While equity shares may be capped at 49 per cent, the government may also permit investments by foreign institutional investors in the sector.
The objective is to ensure full Indian management and control. So the voting rights in the banking sector and capped at 26 per cent, said a senior government official.
Finance minister Arun Jaitley as part of his Budget speech on Thursday announced that the FDI cap in the insurance sector would be increased to 49 per cent from the current 46 per cent.
The finance ministry is now understood to be reviewing four models for liberalising the insurance sector and is expected to finalise a proposal for the Cabinet soon.
It needs to be decided how the control will be kept with the Indian management and also permissible investments under the FDI cap that are in tandem with the IRDA regulations, said an official, adding that the proposal would be finalised in the next few weeks. If possible, we will try to table it in Parliament during the ongoing Budget session, he said.
Apart from the cap on voting rights, the government may also choose to put in some riders to ensure that the management and control stays with the Indian partner.
Restrictions in the form that the chief executive officer of the company is and Indian would be put in. Alternatively, the directors of the company would be Indian and they would together appoint the CEO of the company, said an official.
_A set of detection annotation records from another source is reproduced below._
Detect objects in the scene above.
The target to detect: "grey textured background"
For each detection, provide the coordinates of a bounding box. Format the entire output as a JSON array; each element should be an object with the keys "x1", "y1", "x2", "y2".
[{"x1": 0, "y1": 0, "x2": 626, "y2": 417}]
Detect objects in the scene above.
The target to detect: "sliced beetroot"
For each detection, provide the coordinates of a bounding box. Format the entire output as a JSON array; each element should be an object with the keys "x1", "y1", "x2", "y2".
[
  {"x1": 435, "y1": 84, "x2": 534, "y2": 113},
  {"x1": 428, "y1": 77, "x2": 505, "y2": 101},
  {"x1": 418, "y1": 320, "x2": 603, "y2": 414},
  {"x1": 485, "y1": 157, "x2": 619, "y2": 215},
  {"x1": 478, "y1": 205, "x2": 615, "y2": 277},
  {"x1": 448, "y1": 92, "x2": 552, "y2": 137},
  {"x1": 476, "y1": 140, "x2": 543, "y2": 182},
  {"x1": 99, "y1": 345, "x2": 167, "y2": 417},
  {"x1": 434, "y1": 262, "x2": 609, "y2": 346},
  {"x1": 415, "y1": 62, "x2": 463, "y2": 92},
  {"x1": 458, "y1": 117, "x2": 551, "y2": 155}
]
Though the insurance sector was opened up to private investors in 2000, FDI only up to 26 per cent is permitted in the sector. A bill to amend the Insurance Act is pending in the Parliament since 2008 but there was no political consensus on the issue.
After assuming charge as the Union finance minister, Jaitley had called a meeting with private sector insurers to discuss alternative plans to raise capital. Hiking the insurance cap could bring in as much as $3 billion of funds into the sector and most insurers have said it is essential to help them expand their business.